# ETA 6497 vs Seagull clone



## adinfinitum (Nov 17, 2009)

Hi all. I have just purchased a lovely case to begin my flieger style project. It is based around the 6497 / 6498 movement. Now, I can get a new genuine base 6497 for $140 USD or a decorated version (my case is exhibition back) for $200 USD. However, the Seagull version, decorated and visually identical is available for under $40. Aside from bragging rights, what if any tangible benefits are there with the ETA movements and are those in your opinion, worth 5x cost?


----------



## Outta Time (Feb 9, 2010)

If you can get an ETA 6497 for those prices, you are doing ok. The ETA movts are quality Swiss movts, and the Seagull is a throwaway movt that will probably not make it to its first service. I have a 6497 watch myself, and it runs excellent, within COSC, in fact. It is worth keeping maintained and will provide many decades of service. I've worked on those Chinese movements and the metal they are made out of is of extremely poor quality, for starters. 
If you plan on keeping the watch and wearing it with pride, I strongly recommend going with a good movement.


----------



## smpcollector (Apr 18, 2011)

The Seagull movements i have seen (28xx clones) have all been dry or sometimes overoiled in the wrong places so if you buy a Seagull give it the clean and oil treatment then i think it could last very well.


----------



## Biased&Critical (Sep 16, 2010)

I own both, and am happy with both. As mentioned by Outta Time, the quality of materials, and the finishing of them is much better in the Swiss version. My clone runs at a great rate, gets the same power reserve, and winds smoothly. I have had it for less than 2 years, so time will ultimately tell the difference. With the clones, very closely and carefully inspect the movement before installing it, or even starting it: burrs, tiny flecks of metal, etc would not be uncommon and should be removed/filed before they become a problem.


----------



## adinfinitum (Nov 17, 2009)

Thanks for the replies, 

I would prefer the Swiss movt, given that I've added the expense to get the sapphire exhibition case I know I should get the one I want. I was just wondering if the preference for the ETA was unfounded snobbery or based on a real quality difference.


----------



## watchwombat (Jul 29, 2006)

smpcollector said:


> The Seagull movements i have seen (28xx clones) have all been dry or sometimes overoiled in the wrong places so if you buy a Seagull give it the clean and oil treatment then i think it could last very well.

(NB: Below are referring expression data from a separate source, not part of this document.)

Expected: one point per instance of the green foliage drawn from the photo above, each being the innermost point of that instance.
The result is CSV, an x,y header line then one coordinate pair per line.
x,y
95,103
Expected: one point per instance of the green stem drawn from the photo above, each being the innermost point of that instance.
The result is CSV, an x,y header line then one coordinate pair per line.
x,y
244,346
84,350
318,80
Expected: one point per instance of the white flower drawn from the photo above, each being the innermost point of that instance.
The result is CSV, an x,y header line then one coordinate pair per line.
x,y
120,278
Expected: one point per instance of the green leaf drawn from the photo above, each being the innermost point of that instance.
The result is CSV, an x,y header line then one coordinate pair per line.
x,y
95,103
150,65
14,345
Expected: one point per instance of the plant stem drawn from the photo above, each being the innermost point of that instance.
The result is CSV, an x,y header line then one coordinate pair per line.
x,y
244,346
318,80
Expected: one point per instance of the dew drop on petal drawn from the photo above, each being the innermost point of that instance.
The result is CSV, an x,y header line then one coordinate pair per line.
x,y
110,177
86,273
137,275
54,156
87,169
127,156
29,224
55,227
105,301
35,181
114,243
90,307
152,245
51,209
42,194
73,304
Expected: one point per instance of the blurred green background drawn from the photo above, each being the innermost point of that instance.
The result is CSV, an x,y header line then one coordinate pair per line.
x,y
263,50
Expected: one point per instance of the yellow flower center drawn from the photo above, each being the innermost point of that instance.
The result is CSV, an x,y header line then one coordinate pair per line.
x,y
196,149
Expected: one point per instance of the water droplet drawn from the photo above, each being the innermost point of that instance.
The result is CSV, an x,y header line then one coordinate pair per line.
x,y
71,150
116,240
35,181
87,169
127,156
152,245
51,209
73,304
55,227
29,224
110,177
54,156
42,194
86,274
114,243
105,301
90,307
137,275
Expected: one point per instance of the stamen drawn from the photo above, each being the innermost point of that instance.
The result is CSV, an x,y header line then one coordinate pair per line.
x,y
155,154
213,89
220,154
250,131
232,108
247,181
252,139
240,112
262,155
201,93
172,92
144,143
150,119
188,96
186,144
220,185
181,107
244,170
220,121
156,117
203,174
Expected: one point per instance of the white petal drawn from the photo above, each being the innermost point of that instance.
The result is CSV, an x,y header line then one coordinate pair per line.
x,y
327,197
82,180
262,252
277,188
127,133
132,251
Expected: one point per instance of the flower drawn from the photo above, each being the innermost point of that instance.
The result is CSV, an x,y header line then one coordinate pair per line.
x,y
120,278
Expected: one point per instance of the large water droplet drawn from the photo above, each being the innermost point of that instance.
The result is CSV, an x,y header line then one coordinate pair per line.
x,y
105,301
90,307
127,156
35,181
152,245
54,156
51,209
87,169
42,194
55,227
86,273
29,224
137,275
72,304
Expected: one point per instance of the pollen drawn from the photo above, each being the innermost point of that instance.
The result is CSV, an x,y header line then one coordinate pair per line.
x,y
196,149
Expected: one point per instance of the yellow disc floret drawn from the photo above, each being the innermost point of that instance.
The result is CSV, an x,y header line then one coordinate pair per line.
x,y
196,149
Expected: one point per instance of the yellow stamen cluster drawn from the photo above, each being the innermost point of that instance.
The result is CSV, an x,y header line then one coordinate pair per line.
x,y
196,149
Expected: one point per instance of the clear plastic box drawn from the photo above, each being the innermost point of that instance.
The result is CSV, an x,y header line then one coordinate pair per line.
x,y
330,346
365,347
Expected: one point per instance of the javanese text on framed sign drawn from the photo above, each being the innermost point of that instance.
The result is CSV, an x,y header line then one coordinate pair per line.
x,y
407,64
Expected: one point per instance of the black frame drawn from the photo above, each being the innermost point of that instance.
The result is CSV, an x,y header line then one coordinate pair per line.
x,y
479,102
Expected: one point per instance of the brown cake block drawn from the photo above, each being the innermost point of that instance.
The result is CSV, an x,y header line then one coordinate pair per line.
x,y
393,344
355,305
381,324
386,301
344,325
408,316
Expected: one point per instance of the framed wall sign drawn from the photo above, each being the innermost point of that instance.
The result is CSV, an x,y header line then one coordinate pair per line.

I really like this observation. The main difference in my opinion seems to be the finish of the movements, Seagulls seem to firstly not have as tight controll on the parts, where as ETA would not use a part that was .001mm out of spec it seems to be ok for Seagull (this is just an example the figures are not real). Also the oiling on Seaguls seems to fit with the above statement (However I have had dry ETA's from a secondary supplier it just depends on how long they have been sitting) and regulation does not seem to have as much time spent on it. Finally the actual Finish of a Seagull does not seem to be as good, sometimes when you look at the Rohidum plating for example, under 20x you can see polish groves (scratchs or marks) that have been plated over where as the ETA is nice and smooth under the plating.
All in all you can get a great Seagull that you can get to within COCS but you have a greater chance of getting one slightly out of spec and if you are showing it through a display back (which i always think is a little dodgey anyway unless you have an absolute supreme finish on your movement, maybe even better than most ETA's) maybe its not quite as nice when examined closely. Now the decision is yours to make.


----------



## Outta Time (Feb 9, 2010)

You get what you pay for. As I mentioned, I have real issues with the metal on these, never mind the finishing. The jewels are inferior, and the hairspring is low grade. I have seen some run fine for a few years, but I have seen others that don't make it to two years. Keep in mind, even the cheapest dollar pocket watches would run for years, just not that well, and they were not designed to be repaired. The ETA movt may seem expensive, but it's not. It is capable, with proper service, of lasting 50 years or more. This may not be a consideration for you, but it is an indicator of the quality and care that goes into the movt. It would be cheaper to throw away and replace a 40 dollar movt than service it.


----------



## LCheapo (Jul 14, 2010)

All this is very disappointing to learn about the ST3600. Outtatime mentioned that these (Seagull 6497 clones) have bad metal, inferior jewels, and a low quality hairspring. Watchwombat added that the mechanical tolerances are not as tightly controlled (compared to 1 micron specs for ETA).
I have a few questions regarding your observations, since I hadn't seen these mentioned before (e.g. in tear downs or other postings on the Chinese mechanical forum.)
(I was aware of complaints about assembly shortcomings with under/over-oiling and dirt/dust --mostly attributed to non-Seagull assemblers-- , and complaints/observations about the surface and edge finish. I have looked in detail at only one ST3600, and that one seems to be fine; under the microscope though some edges look like the finish was done with a blow torch...)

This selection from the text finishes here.